What you need for VoIP to work well

  • Internet — 100kbps per simultaneous call, low jitter, low latency. A decent FTTP or leased line with QoS is fine. Old ADSL will struggle at scale.
  • Network — managed switches with VLAN separation for voice traffic; PoE for desk phones.
  • Failover — 4G/5G backup so inbound calls route to mobiles if the primary internet fails.
  • Firewall / SBC — SIP ALG usually needs to be OFF on consumer-grade routers or it'll break calls.
  • Headsets — cheap USB headsets are where most call-quality complaints originate.

Choosing a VoIP platform

For Microsoft 365 shops, Teams Phone is usually the right answer — calls inside the same app staff already use for chat and meetings. For contact centres, retail or anywhere that needs wallboards and heavy IVR, 3CX or Gamma Horizon are stronger. We'll cover the Teams Phone vs 3CX trade-off in a separate article on 28 July 2026.
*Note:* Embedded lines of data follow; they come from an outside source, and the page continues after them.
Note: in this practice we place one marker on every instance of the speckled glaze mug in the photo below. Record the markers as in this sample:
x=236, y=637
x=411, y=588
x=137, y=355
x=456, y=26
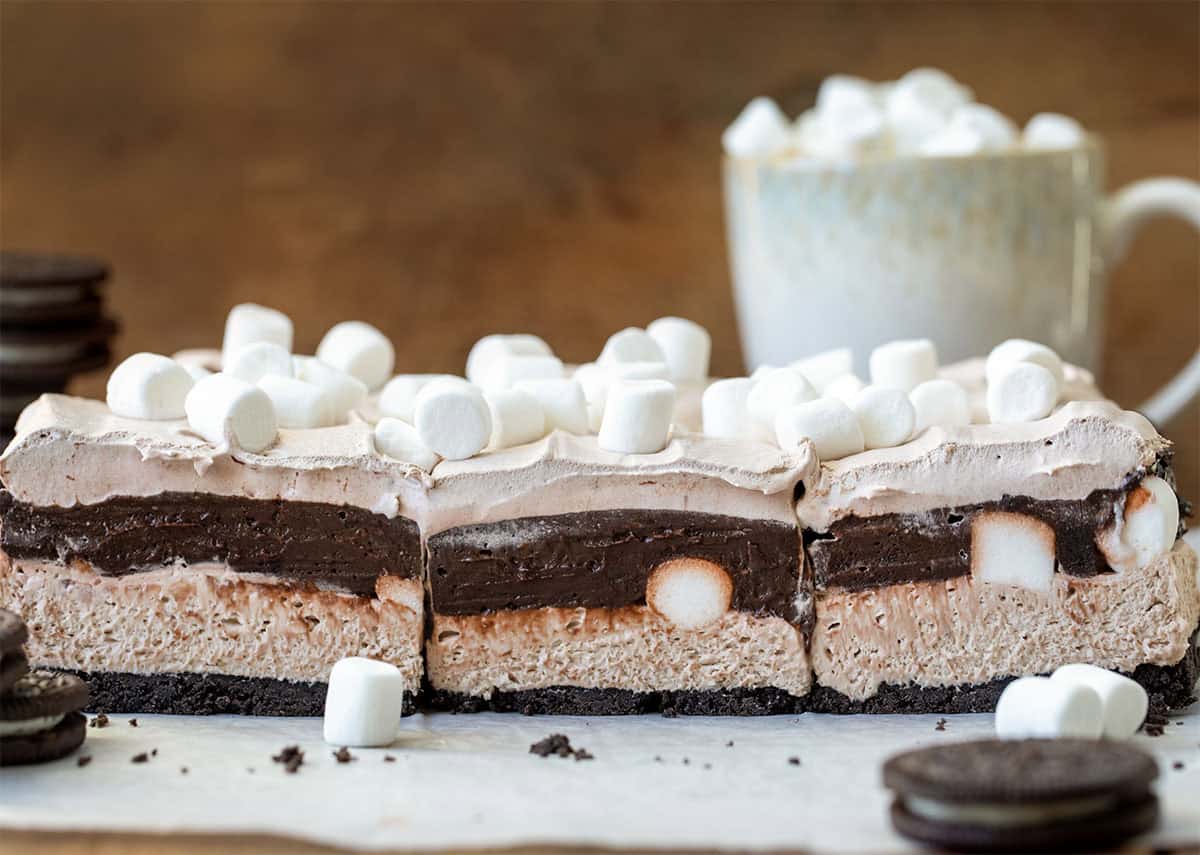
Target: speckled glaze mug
x=969, y=251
Migration — the safe sequence

  1. Audit all lines and devices (voice + non-voice)
  2. Confirm internet adequacy and add failover
  3. Pick the VoIP platform and pilot with 2–3 users
  4. Port numbers in batches (10–20 working days)
  5. Deploy handsets and softphones, train users
  6. Migrate alarms, lifts, PDQs — last, with the alarm monitoring company
  7. Cease PSTN lines only after everything else has been cut over

We handle the whole sequence as part of our business telephony service, including number porting, hardware, training and non-voice device migration. Ask for a line audit — we'll tell you exactly what's plugged into your copper and what it'll cost to replace.

FAQ

Can I keep my existing phone number on VoIP?

Yes. Number porting from BT, Virgin or any UK carrier to a VoIP provider takes 10–20 working days and is a regulated process overseen by Ofcom. Your number stays with you.

What happens to alarms, lifts and door entry on PSTN?

These are the riskiest line-off cases. Lift alarms, fire panels, PDQ card terminals and dial-home HVAC often use PSTN. Each needs replacing with a 4G, SIP or IP equivalent before the line is ceased.

How much does VoIP cost compared to PSTN?

Business VoIP typically runs £6–£15 per user per month for unlimited UK calls, against £18–£30 per line for PSTN plus call charges. For most SMEs, VoIP halves the monthly spend.

What if our internet goes down?

Inbound calls route to mobiles via forwarding rules. A 5G failover CPE keeps everything working in the first place. We configure both as standard.